Der Bundestag hat am 23. Juni 2022 in 2. und 3. Lesung Neuerungen im Nachweisgesetz (NachwG) verabschiedet, die schon zum 1. August in Kraft treten. Die Eile war der Frist zur Umsetzung der EU-Richtlinie über transparente und vorhersehbare Arbeitsbedingungen (2019/1152) geschuldet.
Arbeitgeber müssen jetzt bis dahin all ihre Arbeitsvertragsmuster überprüfen und entsprechend anpassen. Außerdem sollten sie ein Informationsblatt anfertigen, das sie bestehenden Mitarbeitenden auf Anfrage zur Verfügung stellen können. Dabei müssen sie die Schriftform wahren, denn die im NachwG erforderlichen Informationen können nicht in Textform mitgeteilt werden. Bei jedem Verstoß drohen bald 2.000 Euro Bußgeld.
Alle Arbeitsverträge nur noch in Schriftform?

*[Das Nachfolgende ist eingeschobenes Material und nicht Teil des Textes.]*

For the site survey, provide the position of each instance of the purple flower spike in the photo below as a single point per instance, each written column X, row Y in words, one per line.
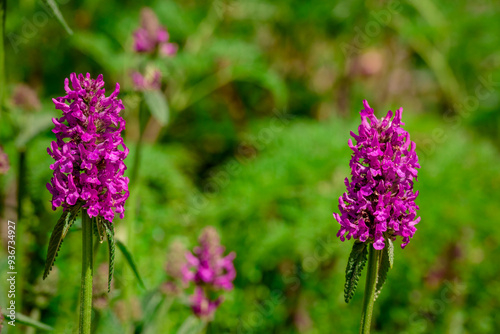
column 210, row 271
column 4, row 162
column 151, row 36
column 379, row 201
column 88, row 160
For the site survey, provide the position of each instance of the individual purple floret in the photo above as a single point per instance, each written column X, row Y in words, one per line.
column 88, row 162
column 210, row 271
column 379, row 200
column 151, row 36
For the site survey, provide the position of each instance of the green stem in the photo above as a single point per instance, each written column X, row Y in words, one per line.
column 87, row 272
column 3, row 10
column 371, row 282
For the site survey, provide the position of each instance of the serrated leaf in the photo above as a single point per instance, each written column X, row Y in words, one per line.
column 27, row 321
column 58, row 234
column 386, row 262
column 157, row 105
column 130, row 261
column 355, row 265
column 110, row 233
column 55, row 9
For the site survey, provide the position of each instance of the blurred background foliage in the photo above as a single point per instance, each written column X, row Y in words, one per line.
column 261, row 98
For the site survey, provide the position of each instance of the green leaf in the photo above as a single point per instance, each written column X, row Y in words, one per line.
column 110, row 233
column 158, row 106
column 355, row 265
column 191, row 325
column 33, row 125
column 130, row 261
column 27, row 321
column 58, row 234
column 386, row 262
column 53, row 6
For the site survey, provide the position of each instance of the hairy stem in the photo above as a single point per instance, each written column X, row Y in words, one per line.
column 371, row 282
column 87, row 273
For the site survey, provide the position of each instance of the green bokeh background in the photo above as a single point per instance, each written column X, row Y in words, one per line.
column 262, row 98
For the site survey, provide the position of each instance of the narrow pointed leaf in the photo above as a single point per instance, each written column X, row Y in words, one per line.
column 55, row 242
column 386, row 261
column 157, row 105
column 110, row 233
column 58, row 234
column 102, row 229
column 55, row 9
column 390, row 250
column 355, row 265
column 27, row 321
column 130, row 261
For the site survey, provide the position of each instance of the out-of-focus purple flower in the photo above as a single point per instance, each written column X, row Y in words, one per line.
column 202, row 306
column 210, row 271
column 379, row 200
column 151, row 36
column 88, row 162
column 150, row 81
column 26, row 98
column 4, row 162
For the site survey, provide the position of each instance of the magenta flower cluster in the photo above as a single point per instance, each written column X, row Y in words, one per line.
column 210, row 271
column 379, row 201
column 151, row 36
column 88, row 160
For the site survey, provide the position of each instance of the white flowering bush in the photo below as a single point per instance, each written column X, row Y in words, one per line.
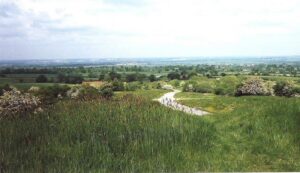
column 15, row 103
column 253, row 86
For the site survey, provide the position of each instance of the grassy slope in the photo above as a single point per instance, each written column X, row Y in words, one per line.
column 134, row 134
column 129, row 134
column 255, row 133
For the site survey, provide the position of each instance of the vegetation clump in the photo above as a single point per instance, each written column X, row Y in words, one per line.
column 14, row 103
column 284, row 88
column 252, row 86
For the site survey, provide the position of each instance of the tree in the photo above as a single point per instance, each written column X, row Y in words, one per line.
column 253, row 86
column 152, row 78
column 131, row 77
column 102, row 76
column 106, row 91
column 173, row 75
column 41, row 79
column 283, row 88
column 117, row 86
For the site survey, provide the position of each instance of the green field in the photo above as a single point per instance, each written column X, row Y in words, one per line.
column 132, row 133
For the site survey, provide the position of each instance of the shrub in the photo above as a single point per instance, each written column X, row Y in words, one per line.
column 41, row 79
column 296, row 90
column 203, row 88
column 253, row 86
column 173, row 75
column 283, row 88
column 227, row 84
column 50, row 93
column 219, row 91
column 106, row 91
column 88, row 93
column 152, row 78
column 14, row 103
column 4, row 88
column 118, row 86
column 132, row 86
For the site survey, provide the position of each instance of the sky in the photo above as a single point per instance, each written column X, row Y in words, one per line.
column 66, row 29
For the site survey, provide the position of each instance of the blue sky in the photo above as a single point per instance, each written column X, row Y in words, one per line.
column 45, row 29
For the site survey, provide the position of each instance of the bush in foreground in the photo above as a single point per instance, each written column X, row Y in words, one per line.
column 14, row 103
column 283, row 88
column 252, row 86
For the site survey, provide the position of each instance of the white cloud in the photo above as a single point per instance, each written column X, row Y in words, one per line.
column 132, row 28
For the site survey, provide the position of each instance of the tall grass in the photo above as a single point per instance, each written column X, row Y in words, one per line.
column 259, row 134
column 130, row 134
column 134, row 134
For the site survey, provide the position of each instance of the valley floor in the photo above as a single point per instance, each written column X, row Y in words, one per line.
column 132, row 133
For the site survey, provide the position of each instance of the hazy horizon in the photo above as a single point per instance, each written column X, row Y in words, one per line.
column 96, row 29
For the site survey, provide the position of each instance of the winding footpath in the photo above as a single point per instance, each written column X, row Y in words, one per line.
column 169, row 101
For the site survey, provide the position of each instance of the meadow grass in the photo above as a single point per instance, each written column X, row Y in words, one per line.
column 131, row 133
column 256, row 134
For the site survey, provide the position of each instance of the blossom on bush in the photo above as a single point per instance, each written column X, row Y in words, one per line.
column 14, row 102
column 284, row 88
column 253, row 86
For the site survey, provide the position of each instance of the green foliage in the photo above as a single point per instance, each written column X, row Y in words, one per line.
column 252, row 86
column 41, row 79
column 283, row 88
column 152, row 78
column 173, row 75
column 4, row 88
column 124, row 135
column 49, row 94
column 118, row 86
column 106, row 91
column 226, row 85
column 88, row 93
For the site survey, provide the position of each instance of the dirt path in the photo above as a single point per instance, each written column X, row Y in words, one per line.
column 169, row 101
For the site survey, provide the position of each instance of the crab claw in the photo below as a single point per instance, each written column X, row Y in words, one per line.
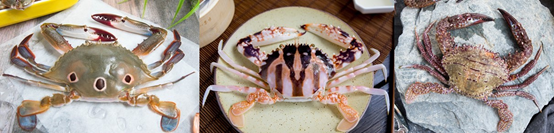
column 169, row 124
column 124, row 23
column 469, row 19
column 80, row 31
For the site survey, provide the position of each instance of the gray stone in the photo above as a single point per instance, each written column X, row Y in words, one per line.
column 457, row 113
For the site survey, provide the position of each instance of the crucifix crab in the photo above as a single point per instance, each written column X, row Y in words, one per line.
column 474, row 71
column 298, row 72
column 101, row 71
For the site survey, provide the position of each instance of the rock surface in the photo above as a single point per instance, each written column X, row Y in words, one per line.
column 457, row 113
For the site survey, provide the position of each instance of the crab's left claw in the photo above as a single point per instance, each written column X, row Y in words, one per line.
column 80, row 31
column 124, row 23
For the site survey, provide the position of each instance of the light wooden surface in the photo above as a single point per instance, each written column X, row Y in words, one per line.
column 157, row 11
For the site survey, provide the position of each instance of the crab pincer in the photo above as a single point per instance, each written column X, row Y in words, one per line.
column 156, row 35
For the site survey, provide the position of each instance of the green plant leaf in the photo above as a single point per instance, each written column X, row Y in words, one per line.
column 188, row 14
column 178, row 9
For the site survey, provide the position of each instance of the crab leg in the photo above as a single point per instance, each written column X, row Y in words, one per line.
column 367, row 90
column 350, row 115
column 54, row 34
column 169, row 51
column 517, row 93
column 27, row 111
column 238, row 109
column 428, row 69
column 169, row 111
column 506, row 117
column 517, row 59
column 249, row 46
column 337, row 36
column 444, row 38
column 419, row 88
column 419, row 3
column 156, row 35
column 368, row 69
column 234, row 65
column 364, row 64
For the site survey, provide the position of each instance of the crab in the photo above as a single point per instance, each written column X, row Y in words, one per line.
column 16, row 4
column 473, row 71
column 102, row 71
column 298, row 72
column 422, row 3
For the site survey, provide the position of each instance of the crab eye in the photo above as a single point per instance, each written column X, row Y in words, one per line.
column 128, row 79
column 100, row 84
column 72, row 77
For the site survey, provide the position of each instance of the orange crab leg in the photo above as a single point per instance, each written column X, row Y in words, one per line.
column 354, row 48
column 249, row 45
column 169, row 111
column 27, row 111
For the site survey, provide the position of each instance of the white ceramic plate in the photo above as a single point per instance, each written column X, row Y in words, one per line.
column 285, row 116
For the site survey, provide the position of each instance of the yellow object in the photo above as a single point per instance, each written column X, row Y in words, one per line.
column 37, row 9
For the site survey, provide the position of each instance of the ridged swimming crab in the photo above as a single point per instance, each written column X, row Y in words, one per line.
column 474, row 71
column 298, row 72
column 101, row 71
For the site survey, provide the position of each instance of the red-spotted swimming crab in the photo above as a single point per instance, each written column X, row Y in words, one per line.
column 98, row 71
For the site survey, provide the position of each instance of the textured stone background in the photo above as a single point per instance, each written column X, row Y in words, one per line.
column 456, row 113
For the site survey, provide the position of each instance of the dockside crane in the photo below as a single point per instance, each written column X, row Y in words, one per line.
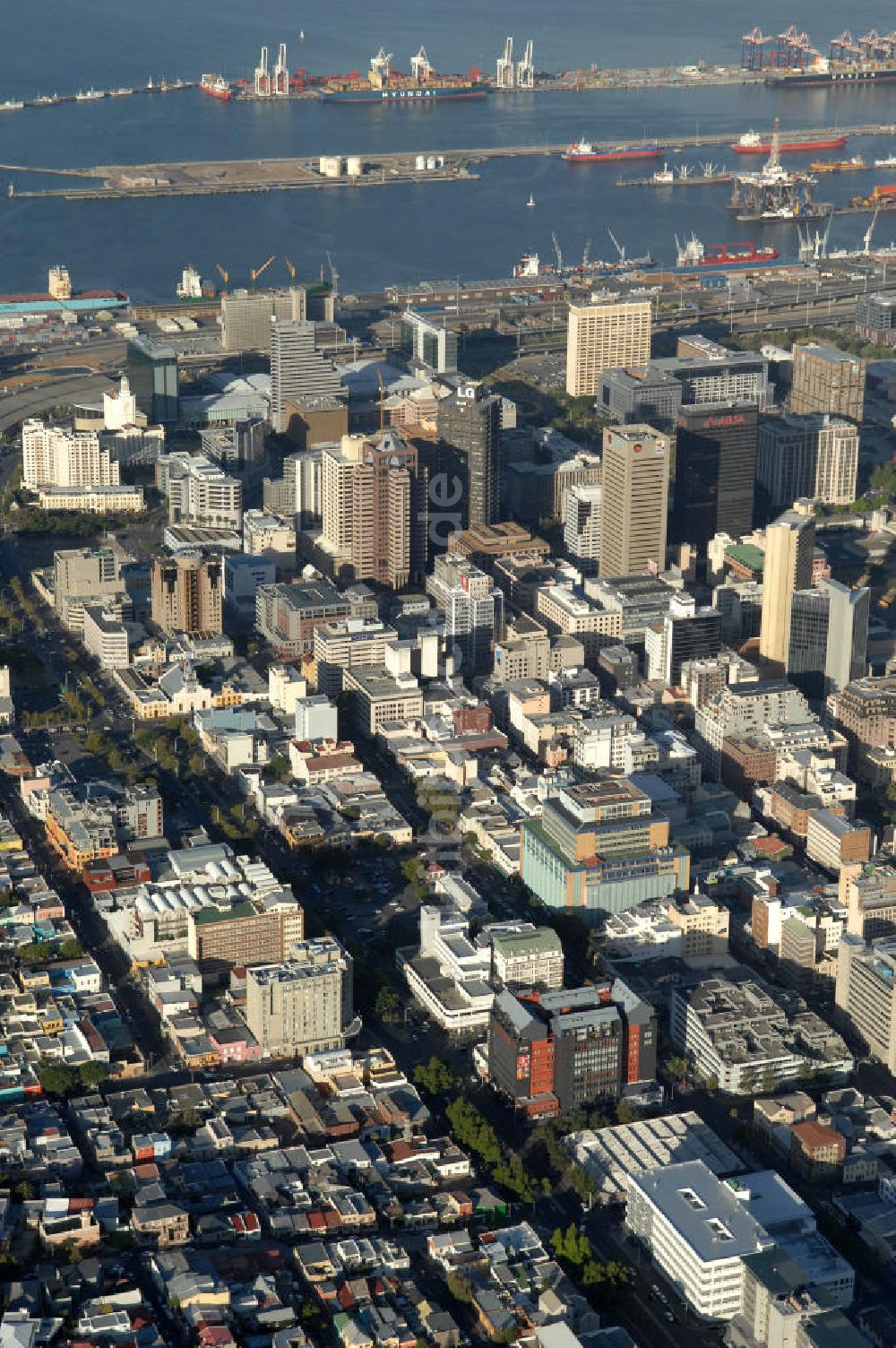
column 869, row 232
column 617, row 246
column 256, row 272
column 379, row 379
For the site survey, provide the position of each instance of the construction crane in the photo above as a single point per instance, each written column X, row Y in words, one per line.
column 256, row 272
column 379, row 379
column 505, row 70
column 869, row 232
column 526, row 69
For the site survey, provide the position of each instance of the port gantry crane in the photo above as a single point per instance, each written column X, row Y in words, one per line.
column 504, row 73
column 754, row 48
column 334, row 277
column 256, row 272
column 795, row 50
column 866, row 240
column 526, row 67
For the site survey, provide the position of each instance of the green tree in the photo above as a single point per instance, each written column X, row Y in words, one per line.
column 280, row 767
column 56, row 1078
column 460, row 1286
column 434, row 1076
column 92, row 1073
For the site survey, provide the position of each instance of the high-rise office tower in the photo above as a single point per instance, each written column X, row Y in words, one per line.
column 246, row 315
column 605, row 336
column 473, row 611
column 635, row 499
column 686, row 633
column 152, row 375
column 789, row 542
column 714, row 472
column 470, row 427
column 374, row 506
column 828, row 379
column 582, row 524
column 298, row 371
column 814, row 454
column 186, row 593
column 828, row 638
column 427, row 342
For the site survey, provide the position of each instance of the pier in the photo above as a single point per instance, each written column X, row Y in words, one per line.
column 347, row 170
column 90, row 96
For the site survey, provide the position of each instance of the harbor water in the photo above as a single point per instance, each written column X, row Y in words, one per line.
column 393, row 232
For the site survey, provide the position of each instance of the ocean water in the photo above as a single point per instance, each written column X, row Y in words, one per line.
column 392, row 232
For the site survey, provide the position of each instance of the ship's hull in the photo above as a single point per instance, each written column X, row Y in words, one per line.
column 610, row 157
column 825, row 78
column 403, row 96
column 83, row 302
column 789, row 147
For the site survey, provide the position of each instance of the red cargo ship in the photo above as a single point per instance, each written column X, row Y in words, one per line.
column 751, row 143
column 694, row 254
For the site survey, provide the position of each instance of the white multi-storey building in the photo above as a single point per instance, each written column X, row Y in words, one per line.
column 58, row 456
column 698, row 1232
column 200, row 492
column 582, row 524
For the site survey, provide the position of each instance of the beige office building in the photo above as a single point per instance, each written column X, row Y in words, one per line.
column 186, row 593
column 302, row 1005
column 828, row 379
column 789, row 542
column 605, row 336
column 635, row 499
column 374, row 511
column 246, row 315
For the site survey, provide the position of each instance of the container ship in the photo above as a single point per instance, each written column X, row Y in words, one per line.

Die Vorschrift, gegen die sich viele Expertinnen und Experten bei der Anhörung im Bundestag am meisten gesträubt hatten, steht im neuen § 2 Abs. 1 Satz 1 NachwG:
„Der Arbeitgeber hat die wesentlichen Vertragsbedingungen des Arbeitsverhältnisses innerhalb der Fristen des Satzes 4 schriftlich niederzulegen, die Niederschrift zu unterzeichnen und dem Arbeitnehmer auszuhändigen.“
Daraus ergibt sich, dass für den Nachweis der im NachweisG gelisteten Vertragsbedingungen die Schriftform gefordert wird und die elektronische Form nicht ausreichend ist.
Diese strenge Regelung wäre indes nicht notwendig gewesen, weil Art. 3 der Arbeitsbedingungenrichtlinie die elektronische Form ausdrücklich zulässt. Dem sind auch alle anderen EU-Mitgliedstaaten gefolgt.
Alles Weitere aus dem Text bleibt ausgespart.